In most cases, media coverage of the candidates correlates with their popularity by at least one measure: Google searches. DecisionData.org crunched the numbers on searches over time for each candidate and compared those numbers with media coverage over the same time period.  They found that in general, media coverage of a candidate and Google searches about that candidate spiked at the same time.

However, they also found that sometimes Google searches on a candidate did not correlate with that candidate’s level of media coverage. 

For example, Marco Rubio was 36% more popular (as measured by the number of Google searches) than Rand Paul.  But Rubio received 403% more mentions in the media - meaning that Rand Paul got disproportionately little media coverage.
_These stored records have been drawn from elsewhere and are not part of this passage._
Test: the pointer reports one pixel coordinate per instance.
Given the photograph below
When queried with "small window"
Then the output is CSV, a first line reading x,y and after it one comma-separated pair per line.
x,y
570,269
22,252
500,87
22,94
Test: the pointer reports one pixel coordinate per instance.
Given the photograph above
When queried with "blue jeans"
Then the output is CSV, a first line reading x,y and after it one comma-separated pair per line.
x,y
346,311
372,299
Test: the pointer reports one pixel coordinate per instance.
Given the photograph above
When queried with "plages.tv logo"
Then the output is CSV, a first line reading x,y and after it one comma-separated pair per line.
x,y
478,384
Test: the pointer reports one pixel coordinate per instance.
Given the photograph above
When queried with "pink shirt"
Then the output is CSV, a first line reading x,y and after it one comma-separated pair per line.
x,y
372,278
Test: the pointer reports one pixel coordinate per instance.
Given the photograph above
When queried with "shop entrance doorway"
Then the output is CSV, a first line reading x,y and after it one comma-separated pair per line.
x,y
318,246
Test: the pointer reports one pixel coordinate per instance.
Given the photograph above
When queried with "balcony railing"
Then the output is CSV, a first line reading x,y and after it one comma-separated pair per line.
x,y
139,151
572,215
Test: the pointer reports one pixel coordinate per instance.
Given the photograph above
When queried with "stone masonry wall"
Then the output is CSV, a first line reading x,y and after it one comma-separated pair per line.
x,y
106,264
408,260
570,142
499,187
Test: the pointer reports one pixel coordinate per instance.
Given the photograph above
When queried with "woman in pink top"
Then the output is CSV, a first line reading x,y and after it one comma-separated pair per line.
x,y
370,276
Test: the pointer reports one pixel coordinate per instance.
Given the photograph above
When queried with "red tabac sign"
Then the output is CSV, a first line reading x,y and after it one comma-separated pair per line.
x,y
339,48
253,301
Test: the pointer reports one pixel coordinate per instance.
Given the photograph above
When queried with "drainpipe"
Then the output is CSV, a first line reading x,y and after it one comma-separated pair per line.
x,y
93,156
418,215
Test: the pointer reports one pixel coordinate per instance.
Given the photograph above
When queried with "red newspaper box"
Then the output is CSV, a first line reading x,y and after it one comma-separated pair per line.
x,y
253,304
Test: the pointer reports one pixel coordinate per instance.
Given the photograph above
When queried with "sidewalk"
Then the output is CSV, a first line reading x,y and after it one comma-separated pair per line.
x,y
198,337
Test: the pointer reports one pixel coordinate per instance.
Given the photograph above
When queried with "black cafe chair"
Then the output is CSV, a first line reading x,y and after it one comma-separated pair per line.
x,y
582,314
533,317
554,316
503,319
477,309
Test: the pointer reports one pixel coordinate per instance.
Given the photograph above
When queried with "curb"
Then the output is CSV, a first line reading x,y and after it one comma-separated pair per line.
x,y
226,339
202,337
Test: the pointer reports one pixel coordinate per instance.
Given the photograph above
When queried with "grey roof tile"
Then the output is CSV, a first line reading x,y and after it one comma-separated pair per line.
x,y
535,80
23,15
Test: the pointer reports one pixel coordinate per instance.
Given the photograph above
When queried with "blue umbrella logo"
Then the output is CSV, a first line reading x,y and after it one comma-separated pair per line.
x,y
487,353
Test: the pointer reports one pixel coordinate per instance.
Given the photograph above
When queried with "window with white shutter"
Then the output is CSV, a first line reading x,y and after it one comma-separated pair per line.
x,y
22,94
According to DecisionData, Bernie Sanders had many Google searches, yet little coverage.  If media coverage reflected the level of interest in Sanders on Google, he would have received over 60,000 more mentions in the media.

Ask students:

  • Is counting Google hits a good way to measure interest in a candidate (or anything else)? Why or why not? Is there a better way?
  • Should the media focus more attention on candidates who are doing well in the polls and who are getting lots of Google searches? Why or why not?
  • Given that many people get their information from the internet, is it irrelevant if traditional  news sources, such as network news programs, are biased against certain candidates? How do you (and the voting members of your family) get information about candidates?
  • Do the media have a responsibility or obligation to cover elections in any particular way -- fair, balanced, informative, in sync with its readership, in sync with its advertisers, etc.?


For further exploration

Ask students to seek out media coverage of the election for the next few days. Ask them to note, for each story:

  • What is the source? What type of media is it? 
  • Which candidate or candidates is the media story focusing on?
  • Which candidates are not mentioned?
  • What is the focus of the coverage?

When the class reconvenes, ask students to share some of their findings. Discuss:

  • Which candidates seem to be getting the most coverage? Which get the least?
  • What was the focus of coverage?
  • Which media sources (if any) do you think are making good choices about which candidates to cover? Which are not? Why?
  • How much of the coverage helps us as citizens make better decisions about which candidates to support?